We waited. We saw Man and Horse clomp past the doors, his baby-blue company chaps hanging down.

“It might take a while,” I said, a shiver running through me.

“I suppose. I really hoped the ashes would do it quickly. I just know they were meant for some special, higher purpose.”

We sat on the curb, trying not to look anxious and suspicious, and shortly a tremendous shockwave tickled our asses. Moments later the exit flooded with shoppers bumping into each other. “There’s a river of blood!” one woman screamed, just a big set of teeth going by me. In passing she helped herself to some potted plants.

Then a man in a baby-blue shirt with a name tag, ‘Joey’, snatched the front of my shirt and shook me. “It’s the Man! He’s gone down! Streams of blood coming from, guess where? His ears, man. His ears!” He was terribly happy.

We braved our way inside, dodging some confused stumblers and bouncing cantaloupes. The blood river was flowing from aisle four to the front door, a perfectly behaved and contained stream which seemed to know where it was going. “Don’t get near it!” warned Trudy, but one of the girl workers was sucked in and washed away.

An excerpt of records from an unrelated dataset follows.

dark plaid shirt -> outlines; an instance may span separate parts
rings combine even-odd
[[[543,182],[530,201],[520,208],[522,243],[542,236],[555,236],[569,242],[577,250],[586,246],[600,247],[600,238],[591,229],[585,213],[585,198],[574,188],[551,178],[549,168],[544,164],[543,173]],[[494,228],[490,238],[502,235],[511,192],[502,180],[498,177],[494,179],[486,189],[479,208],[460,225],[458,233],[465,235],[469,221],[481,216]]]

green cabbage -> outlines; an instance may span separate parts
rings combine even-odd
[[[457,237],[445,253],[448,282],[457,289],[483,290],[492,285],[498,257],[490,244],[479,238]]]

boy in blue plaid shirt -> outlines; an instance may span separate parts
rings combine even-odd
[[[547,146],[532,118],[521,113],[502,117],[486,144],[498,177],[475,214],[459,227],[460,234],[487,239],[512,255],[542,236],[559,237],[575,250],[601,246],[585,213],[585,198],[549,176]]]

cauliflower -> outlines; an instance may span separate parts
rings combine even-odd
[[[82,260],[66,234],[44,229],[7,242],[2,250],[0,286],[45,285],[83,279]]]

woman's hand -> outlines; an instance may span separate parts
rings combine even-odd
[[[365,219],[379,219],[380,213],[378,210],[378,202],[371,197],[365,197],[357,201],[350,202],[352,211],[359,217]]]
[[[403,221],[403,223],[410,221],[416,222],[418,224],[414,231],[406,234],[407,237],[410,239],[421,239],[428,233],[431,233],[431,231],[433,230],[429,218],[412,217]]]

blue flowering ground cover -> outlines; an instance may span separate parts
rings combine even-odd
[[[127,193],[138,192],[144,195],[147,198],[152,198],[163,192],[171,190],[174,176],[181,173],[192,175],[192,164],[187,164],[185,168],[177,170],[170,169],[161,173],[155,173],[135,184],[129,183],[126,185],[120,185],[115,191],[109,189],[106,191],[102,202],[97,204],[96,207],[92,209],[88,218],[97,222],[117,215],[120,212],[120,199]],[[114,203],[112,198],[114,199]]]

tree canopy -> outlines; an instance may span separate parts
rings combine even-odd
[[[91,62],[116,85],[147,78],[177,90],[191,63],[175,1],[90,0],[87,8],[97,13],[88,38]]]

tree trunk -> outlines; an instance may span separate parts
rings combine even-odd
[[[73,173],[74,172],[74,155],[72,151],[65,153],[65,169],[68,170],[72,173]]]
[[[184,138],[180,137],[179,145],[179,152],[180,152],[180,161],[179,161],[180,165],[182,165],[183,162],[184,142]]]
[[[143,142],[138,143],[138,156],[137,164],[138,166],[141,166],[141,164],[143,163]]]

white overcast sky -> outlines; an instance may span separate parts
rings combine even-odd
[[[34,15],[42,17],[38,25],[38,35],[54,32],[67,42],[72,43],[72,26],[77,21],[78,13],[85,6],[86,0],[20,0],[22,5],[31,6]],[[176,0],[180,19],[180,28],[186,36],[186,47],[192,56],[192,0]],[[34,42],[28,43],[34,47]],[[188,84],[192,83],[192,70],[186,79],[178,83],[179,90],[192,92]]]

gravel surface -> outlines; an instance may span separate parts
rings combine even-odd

There was looting. I took the chance to get one of those new razors with the batteries and some throat lozenges, while Trudy grabbed another pregnancy test and some frozen pizzas. A few loyal workers were swinging mops and throwing horse dung, but we escaped down aisle two so we could loop around for a closer look.

He was most certainly dead. For now, anyway. Only his fancy pale-blue silk western duds and hand-tooled leather chaps remained, draped over a pile of kitty litter from the broken bags. What was left of his head looked like a shriveled old apple. “Where are his insides?” I whispered, standing behind Trudy.

“I guess that’s what all that blood was.”

I shook. The blood river was totally gone now, leaving no trace of itself on the floor. “I was wrong about your mother.”

“Never underestimate us.” She held her chin high.

Again I wanted her.

“Wait,” I said. “Where’s the horse?”

We found him all the way in the back, nibbling at a plastic potted tree. He seemed frightened, trying to hide behind the tree, but for him there was no hiding. We approached cautiously, Trudy saying, “It’s okay, boy.” He backed away and toppled shelves. He whinnied and reared and pulled down a light fixture with his goofy yellow teeth and shook his great head.

“Easy now.” Trudy moved towards him despite my warnings. He could kill her in an instant, but she seemed to have a power now. She was holding up the sugar cubes in her palm. “You will be free,” she said, her voice hypnotic.

He tapped a hoof on the floor three times — a small earthquake for us — then dipped his head gracefully to Trudy’s tiny but steady hand, taking the sugar delicately with his lips. He kept his nose there, for her to stroke. The shiver of a million muscles ran under his skin. He was an all white stallion, majestic and unearthly.

“Bring that over here,” she said to me, motioning to the ladder on wheels used to stock high shelves.

“What are you...” but then I stopped, tired of sounding like a wimp, ashamed when I remembered saying to her yesterday, “Let’s just stick to our mission, woman!” I was the woman now, and she, as I watched her climb the ladder and mount the High Horse, was Joan of Arc.

She took the reins and they started to move slowly, proudly, while I rolled the ladder frantically away like a little guy on a runway. They marched towards the front of the store, crunching over scattered products, Trudy waving to cheering female employees, the ragged but pretty queen. I sang a little ditty, marching next to them, the jester, still guarding our trash bag.

Outside she slid off into my arms to scattered applause. The horse reared once more and, with a whinny that echoed across the great expanse of asphalt, thundered into the trees, free at last.

* * *

As we careened away in the taxi I asked her why another pregnancy test, and she smiled and placed my hand on her belly. “I have a feeling,” she said. “About us.”

“Where are we going now?”

“We’re going to make progress.”

We passed a bonfire of celebration and the flames burned in her eyes. I had a feeling I’d never go home again.